Din imamlarının hiçbir sözü, İslâmiyetin haricinde değildir. Şundan dolayı her biri, hem hakikatte, hem de ahkam-ı İslâmiyyede alimdirler.”
Kur’ânın manasını öğrenmek isteyen
Sual: Kur’ân-ı kerimde bildirilen hükümleri idrak etmek ve öğrenmek için ne yapmalıdır?
Yanıt: Allahü teâlâ, Kur’ân-ı kerimi, sevgili Peygamberine, Cebrâil ismindeki melek ile, yirmi üç senede gönderdi. Vefatından sonrasında, hazret-i Ebu Bekir’in emri ile, bir araya toplandı ve bu kitaba Kur’ân-ı kerim ve Mushaf denildi. Kur’ân-ı kerimin hepsi, Arabi’dir. Manasını hepimiz anlayamaz. Kelam-ı ilâhiden, murâd-ı ilâhiyi, yalnız Muhammed aleyhisselam anlamış, Eshâbına bildirmiştir. Muhammed aleyhisselamı gören Müslümana Sahâbi, hepsine Eshâb denir. Eshâb-ı kiram, Resûlullah Efendimizden öğrendiklerinin hepsini, talebelerine bildirdi. Bunlar da, açıklayarak, binlerce kitaplarında yazdılar. Bunlara Ehl-i sünnet âlimleri denir. Dört mezhep imamları ve imam-ı Ahmet Rabbânî, Muhammed Masûm hazretleri, Ehl-i sünnet âlimleridirler. Görülüyor ki, Kur’ân-ı kerimin manasını doğru olarak öğrenmek isteyenin, Ehl-i sünnet âlimlerinin fıkıh ve inanç kitaplarını ve imam-ı Rabbânî hazretlerinin Mektûbât kitaplarını okuması lazımdır. İman kitaplarında, kalp ile inanılacak bilgiler yazılıdır.

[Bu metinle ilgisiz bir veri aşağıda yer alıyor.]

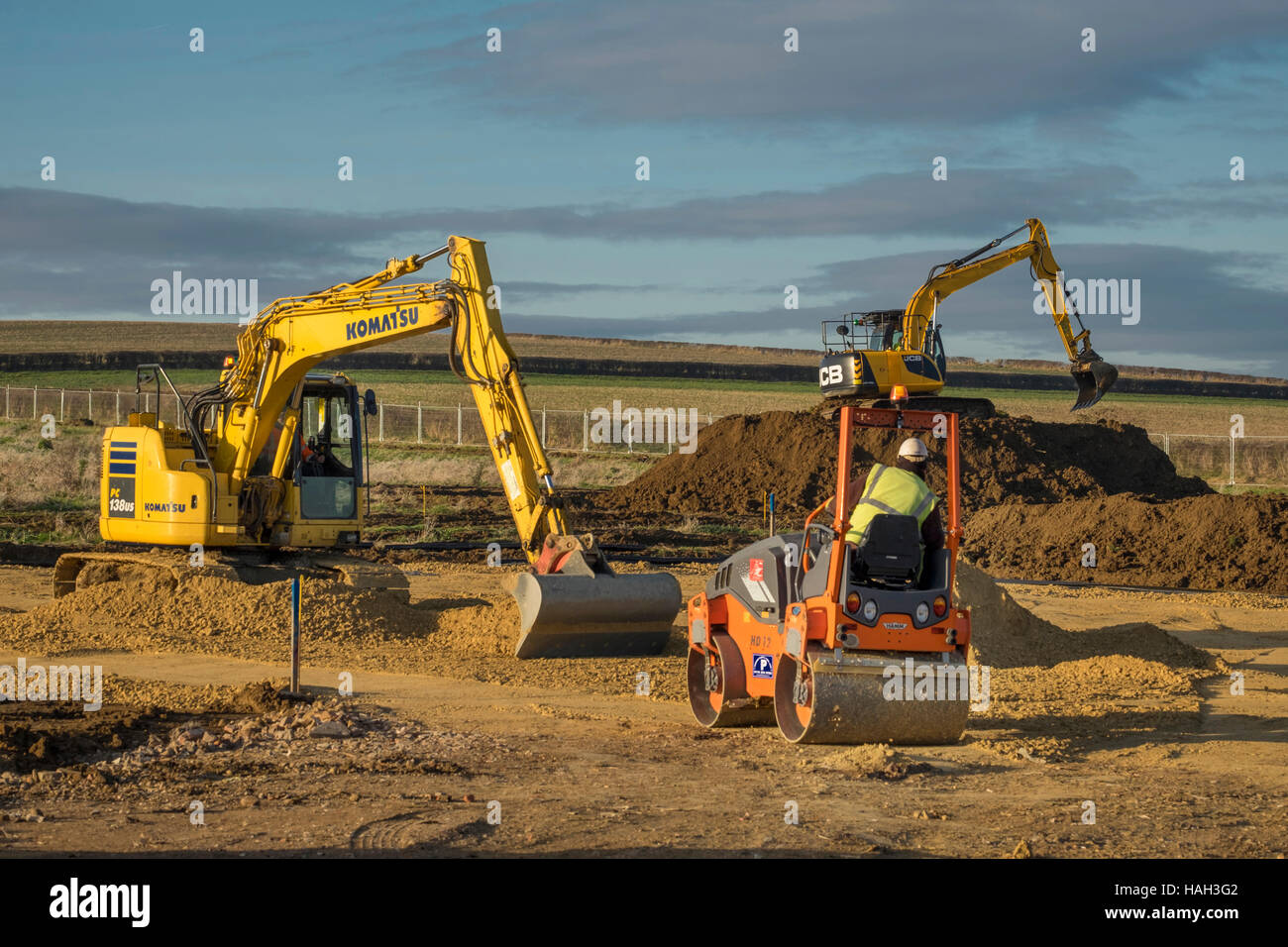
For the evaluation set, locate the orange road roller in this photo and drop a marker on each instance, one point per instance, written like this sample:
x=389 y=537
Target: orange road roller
x=840 y=642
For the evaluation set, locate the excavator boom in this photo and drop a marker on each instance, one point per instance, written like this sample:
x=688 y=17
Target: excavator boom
x=905 y=348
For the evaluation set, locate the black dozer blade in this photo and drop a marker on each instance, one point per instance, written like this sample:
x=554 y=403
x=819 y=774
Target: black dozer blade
x=1094 y=376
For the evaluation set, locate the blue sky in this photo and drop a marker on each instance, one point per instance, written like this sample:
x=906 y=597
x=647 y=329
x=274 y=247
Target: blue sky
x=767 y=167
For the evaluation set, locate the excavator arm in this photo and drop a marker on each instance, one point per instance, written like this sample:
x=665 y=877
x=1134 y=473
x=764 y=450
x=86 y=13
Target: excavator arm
x=1093 y=373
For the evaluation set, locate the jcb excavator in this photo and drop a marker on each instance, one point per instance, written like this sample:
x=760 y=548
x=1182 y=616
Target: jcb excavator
x=903 y=348
x=271 y=458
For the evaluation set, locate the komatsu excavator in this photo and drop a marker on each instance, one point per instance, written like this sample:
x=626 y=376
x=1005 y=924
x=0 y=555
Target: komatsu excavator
x=271 y=458
x=885 y=348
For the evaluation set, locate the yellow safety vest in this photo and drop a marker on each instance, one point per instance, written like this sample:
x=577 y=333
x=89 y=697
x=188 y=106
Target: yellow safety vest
x=890 y=489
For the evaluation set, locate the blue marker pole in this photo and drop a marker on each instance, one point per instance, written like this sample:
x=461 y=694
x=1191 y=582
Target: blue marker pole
x=295 y=634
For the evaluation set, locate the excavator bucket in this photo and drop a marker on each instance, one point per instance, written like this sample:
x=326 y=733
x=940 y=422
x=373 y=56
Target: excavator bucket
x=603 y=615
x=1094 y=379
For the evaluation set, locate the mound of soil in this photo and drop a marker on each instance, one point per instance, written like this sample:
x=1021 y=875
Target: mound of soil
x=1196 y=543
x=1005 y=460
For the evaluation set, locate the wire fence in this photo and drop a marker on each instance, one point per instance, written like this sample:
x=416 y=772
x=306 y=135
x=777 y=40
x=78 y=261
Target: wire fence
x=1233 y=460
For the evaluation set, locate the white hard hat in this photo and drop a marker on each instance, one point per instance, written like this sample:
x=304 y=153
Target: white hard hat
x=913 y=449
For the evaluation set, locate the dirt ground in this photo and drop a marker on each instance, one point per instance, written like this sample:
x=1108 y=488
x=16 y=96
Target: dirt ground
x=1108 y=702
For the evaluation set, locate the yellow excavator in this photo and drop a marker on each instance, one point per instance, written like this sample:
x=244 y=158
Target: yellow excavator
x=889 y=347
x=270 y=459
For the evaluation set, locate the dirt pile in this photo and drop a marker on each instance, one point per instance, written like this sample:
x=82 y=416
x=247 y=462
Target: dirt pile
x=1006 y=634
x=1199 y=543
x=1005 y=460
x=1054 y=693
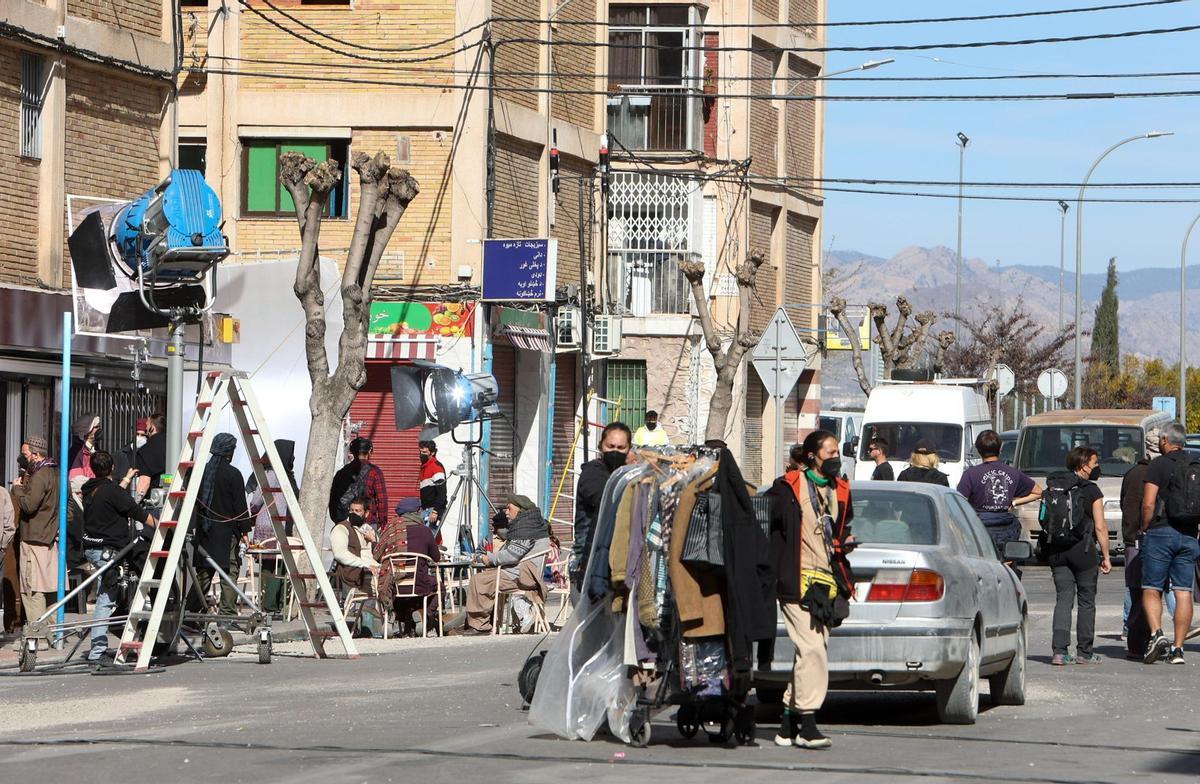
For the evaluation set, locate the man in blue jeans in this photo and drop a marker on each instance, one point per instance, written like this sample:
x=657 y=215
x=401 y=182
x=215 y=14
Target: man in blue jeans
x=1169 y=549
x=107 y=510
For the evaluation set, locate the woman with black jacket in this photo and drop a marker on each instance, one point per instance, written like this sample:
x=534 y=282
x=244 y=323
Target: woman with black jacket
x=810 y=528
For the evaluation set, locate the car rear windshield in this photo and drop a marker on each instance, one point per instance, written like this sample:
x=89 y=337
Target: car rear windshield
x=894 y=516
x=1044 y=447
x=903 y=437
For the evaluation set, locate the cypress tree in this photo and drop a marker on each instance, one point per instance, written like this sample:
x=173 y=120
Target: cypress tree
x=1105 y=342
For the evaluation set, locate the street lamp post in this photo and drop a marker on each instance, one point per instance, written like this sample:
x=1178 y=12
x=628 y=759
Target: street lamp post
x=1183 y=317
x=1079 y=261
x=958 y=271
x=1062 y=256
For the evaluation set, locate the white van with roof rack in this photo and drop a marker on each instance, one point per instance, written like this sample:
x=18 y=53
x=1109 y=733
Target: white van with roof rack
x=951 y=412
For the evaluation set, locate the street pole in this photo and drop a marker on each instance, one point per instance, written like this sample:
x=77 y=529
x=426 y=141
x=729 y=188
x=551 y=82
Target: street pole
x=958 y=271
x=1079 y=261
x=1062 y=256
x=1183 y=321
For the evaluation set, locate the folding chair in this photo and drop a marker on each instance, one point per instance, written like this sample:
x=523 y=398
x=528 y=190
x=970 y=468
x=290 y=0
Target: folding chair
x=405 y=567
x=538 y=561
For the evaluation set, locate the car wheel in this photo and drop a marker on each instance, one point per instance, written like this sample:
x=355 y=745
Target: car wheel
x=958 y=700
x=1008 y=686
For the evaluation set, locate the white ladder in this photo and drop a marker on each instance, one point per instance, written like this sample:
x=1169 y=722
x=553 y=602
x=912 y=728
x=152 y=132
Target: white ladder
x=151 y=596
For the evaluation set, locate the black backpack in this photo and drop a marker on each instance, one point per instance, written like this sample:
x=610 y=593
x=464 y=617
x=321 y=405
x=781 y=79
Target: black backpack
x=1183 y=491
x=1062 y=516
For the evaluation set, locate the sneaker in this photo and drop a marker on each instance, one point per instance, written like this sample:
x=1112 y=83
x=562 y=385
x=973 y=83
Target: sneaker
x=1156 y=648
x=809 y=736
x=786 y=735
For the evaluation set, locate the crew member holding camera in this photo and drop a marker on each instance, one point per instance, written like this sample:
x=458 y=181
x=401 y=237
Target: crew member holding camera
x=107 y=510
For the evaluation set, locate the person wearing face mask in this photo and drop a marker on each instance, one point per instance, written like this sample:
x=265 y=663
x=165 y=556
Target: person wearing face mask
x=432 y=479
x=615 y=444
x=1077 y=569
x=651 y=435
x=993 y=488
x=810 y=516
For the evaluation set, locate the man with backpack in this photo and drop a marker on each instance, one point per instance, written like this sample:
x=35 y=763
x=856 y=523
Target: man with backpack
x=1170 y=519
x=1075 y=542
x=359 y=479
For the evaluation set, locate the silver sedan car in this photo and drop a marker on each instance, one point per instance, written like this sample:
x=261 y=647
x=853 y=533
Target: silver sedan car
x=935 y=606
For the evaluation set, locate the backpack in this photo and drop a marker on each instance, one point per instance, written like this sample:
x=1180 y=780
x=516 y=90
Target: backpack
x=1183 y=492
x=358 y=489
x=1063 y=519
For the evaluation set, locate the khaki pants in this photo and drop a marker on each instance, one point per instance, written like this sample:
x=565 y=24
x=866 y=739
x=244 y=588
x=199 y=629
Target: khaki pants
x=481 y=592
x=810 y=668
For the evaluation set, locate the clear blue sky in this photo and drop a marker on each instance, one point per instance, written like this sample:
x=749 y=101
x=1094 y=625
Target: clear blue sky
x=1043 y=141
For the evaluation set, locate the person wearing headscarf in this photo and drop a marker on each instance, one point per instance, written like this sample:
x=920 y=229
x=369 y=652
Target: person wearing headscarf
x=221 y=521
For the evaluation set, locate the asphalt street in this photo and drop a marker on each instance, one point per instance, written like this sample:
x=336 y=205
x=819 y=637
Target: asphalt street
x=449 y=711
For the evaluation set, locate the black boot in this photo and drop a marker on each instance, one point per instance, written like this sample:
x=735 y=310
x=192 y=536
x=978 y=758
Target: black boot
x=786 y=735
x=809 y=736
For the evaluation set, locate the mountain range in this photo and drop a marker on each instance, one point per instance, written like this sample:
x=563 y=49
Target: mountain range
x=1149 y=300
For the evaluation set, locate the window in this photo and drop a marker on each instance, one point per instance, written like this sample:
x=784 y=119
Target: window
x=192 y=154
x=627 y=383
x=652 y=77
x=31 y=87
x=264 y=196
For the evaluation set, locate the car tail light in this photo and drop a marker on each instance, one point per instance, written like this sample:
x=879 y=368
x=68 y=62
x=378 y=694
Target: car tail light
x=918 y=585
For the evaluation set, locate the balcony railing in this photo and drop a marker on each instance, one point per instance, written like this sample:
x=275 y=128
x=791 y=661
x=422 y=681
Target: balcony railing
x=651 y=282
x=657 y=117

Fıkıh kitaplarında, gövde ile yapılacak işler, yakarma, muamelat detayları yazılıdır.
Bir önceki yazımız olan Anlayabilmeniz için Arapça indirdik başlıklı makalemizde anlayabilmeniz ve indirdik hakkında bilgiler verilmektedir.